When there, if I asked historical questions about the local native communities and tribal groups, the answer would be given in detail, but if I asked about the current situation or recent times at all, there seemed to be a total divide, almost a non-interest. This was explained simply with, “they’re on the reservations.” Never have I known ‘out of sight, out of mind’ to be more true, and I hated it. I felt like by accepting this answer, I was contributing to what I see as a big problem.
On the last full day of my visit, speeding through the giant landscapes of Northern Utah along those endless roads (just like you see in the American road trip films) my companions and I started to get a serious hankering for coffee. Not that filter nonsense Americans love so much either, but a cup of quality, foamy goodness. This Kiwi girl was hoping for a flat white of course, but somehow I didn’t think I was likely to find it out here. After a search of epic proportions involving the tracking down of 3 places (in the middle of nowhere, mind) that were closed, Google told us there was a coffee house back up the road a few miles, so we backtracked. All this for caffeine, I know...

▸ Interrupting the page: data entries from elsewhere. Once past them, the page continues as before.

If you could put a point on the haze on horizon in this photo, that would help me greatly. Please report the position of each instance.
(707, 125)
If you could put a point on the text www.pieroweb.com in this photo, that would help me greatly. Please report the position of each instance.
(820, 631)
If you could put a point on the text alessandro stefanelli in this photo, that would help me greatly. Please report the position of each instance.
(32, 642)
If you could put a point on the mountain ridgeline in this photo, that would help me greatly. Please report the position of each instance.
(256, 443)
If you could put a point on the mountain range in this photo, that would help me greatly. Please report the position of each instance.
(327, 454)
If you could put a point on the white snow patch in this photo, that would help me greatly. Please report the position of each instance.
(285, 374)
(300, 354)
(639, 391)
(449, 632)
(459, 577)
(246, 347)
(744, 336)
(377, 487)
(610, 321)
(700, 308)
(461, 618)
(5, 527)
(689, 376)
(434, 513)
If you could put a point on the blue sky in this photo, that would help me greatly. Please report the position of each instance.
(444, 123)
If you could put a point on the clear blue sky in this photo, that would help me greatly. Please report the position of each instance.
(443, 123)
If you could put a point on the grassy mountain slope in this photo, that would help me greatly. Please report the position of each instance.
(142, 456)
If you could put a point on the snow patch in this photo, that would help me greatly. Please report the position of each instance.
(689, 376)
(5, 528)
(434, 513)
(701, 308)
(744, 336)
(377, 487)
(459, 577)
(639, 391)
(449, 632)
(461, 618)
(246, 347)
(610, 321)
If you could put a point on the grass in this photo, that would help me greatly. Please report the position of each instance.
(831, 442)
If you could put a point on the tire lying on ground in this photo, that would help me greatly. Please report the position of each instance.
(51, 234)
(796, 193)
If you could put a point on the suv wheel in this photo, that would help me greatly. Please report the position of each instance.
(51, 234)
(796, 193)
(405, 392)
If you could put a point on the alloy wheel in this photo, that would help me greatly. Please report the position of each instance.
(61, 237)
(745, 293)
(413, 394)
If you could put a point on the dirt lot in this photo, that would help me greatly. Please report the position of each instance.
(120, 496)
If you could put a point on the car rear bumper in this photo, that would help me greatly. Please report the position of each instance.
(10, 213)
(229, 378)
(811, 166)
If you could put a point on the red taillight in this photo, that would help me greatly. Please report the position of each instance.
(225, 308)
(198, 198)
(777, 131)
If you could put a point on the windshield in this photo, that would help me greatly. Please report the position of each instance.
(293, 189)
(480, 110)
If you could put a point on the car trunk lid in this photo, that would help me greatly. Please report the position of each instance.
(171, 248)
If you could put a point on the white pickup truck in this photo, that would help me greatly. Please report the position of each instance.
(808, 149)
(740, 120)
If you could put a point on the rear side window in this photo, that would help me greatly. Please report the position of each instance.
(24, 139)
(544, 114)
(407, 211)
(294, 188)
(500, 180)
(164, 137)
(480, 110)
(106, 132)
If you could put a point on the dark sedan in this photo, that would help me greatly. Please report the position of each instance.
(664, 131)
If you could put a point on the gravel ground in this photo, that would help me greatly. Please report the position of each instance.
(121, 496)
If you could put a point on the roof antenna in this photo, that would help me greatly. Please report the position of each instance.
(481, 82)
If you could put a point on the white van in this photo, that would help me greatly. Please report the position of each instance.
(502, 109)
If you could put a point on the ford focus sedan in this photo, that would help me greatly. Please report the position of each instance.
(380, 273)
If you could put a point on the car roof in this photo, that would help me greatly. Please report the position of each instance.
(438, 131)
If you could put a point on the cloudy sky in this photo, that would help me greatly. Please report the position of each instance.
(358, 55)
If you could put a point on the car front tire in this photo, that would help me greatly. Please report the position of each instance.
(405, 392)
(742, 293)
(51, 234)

The place was called Kahpeeh Kah-ahn, a Coffee House owned and run by the Ute Indian Tribe on the Uintah and Ouray Reservation and it was exceptional... we’re talking proper coffee with milk steamed to perfection, which is hard enough to find anywhere in the United States, let alone in the middle of the open road. The staff were super friendly, and the place even had a coffee-on-wheels joint, allowing them to hit the road and bring their brilliant brew to caffeine-fiends all over the place... A.K.A. lucky people.
After the experience I’d been so aware of having the week leading up to this, it was refreshing, inspiring and honestly something of a relief to stop by. To see a Native American-owned and operated business doing its thing, and doing it damn well.
I have since discussed this experience and my thoughts with lots of people, and I know there is a bigger, profoundly problematic picture within Native American populations which I definitely did not see during my trip. A picture which paints a pretty sad cycle aided by the complete segregation of these designated reservations from the rest of American society and the utter lack of support and love and interest... something I just can’t get my head around.
I admit there’s so much I don’t know and can’t understand about the wider situation... I can’t understand how it has been able to get this bad, how this has ever been able to happen. But I do understand that it needs to change, desperately. I don’t pretend to know how, and I also acknowledge that as an outside, my ability to do anything to help is limited. But I do know that when I go back to the States for future travel, I am not going to go along to museums to ‘ooh’ and ‘aah’ at relics from a culture that still exists right down the road. I am not going to look back on the beauty of a culture and a people that was and ignore a culture and a people that is.
If you’re heading to North America and have a similar mindset, get in touch with the team at the Native Wellness Institute, lead by Jillene, who told me she is happy to help connect visitors to Native businesses, cultural gatherings and an experience that allow you to see and feel Native communities in a proactive and supportive way.
And if you’re passing through Utah, make sure to stop by Kahpeeh Kah-ahn to try what can only be described aone of the best coffees in the West!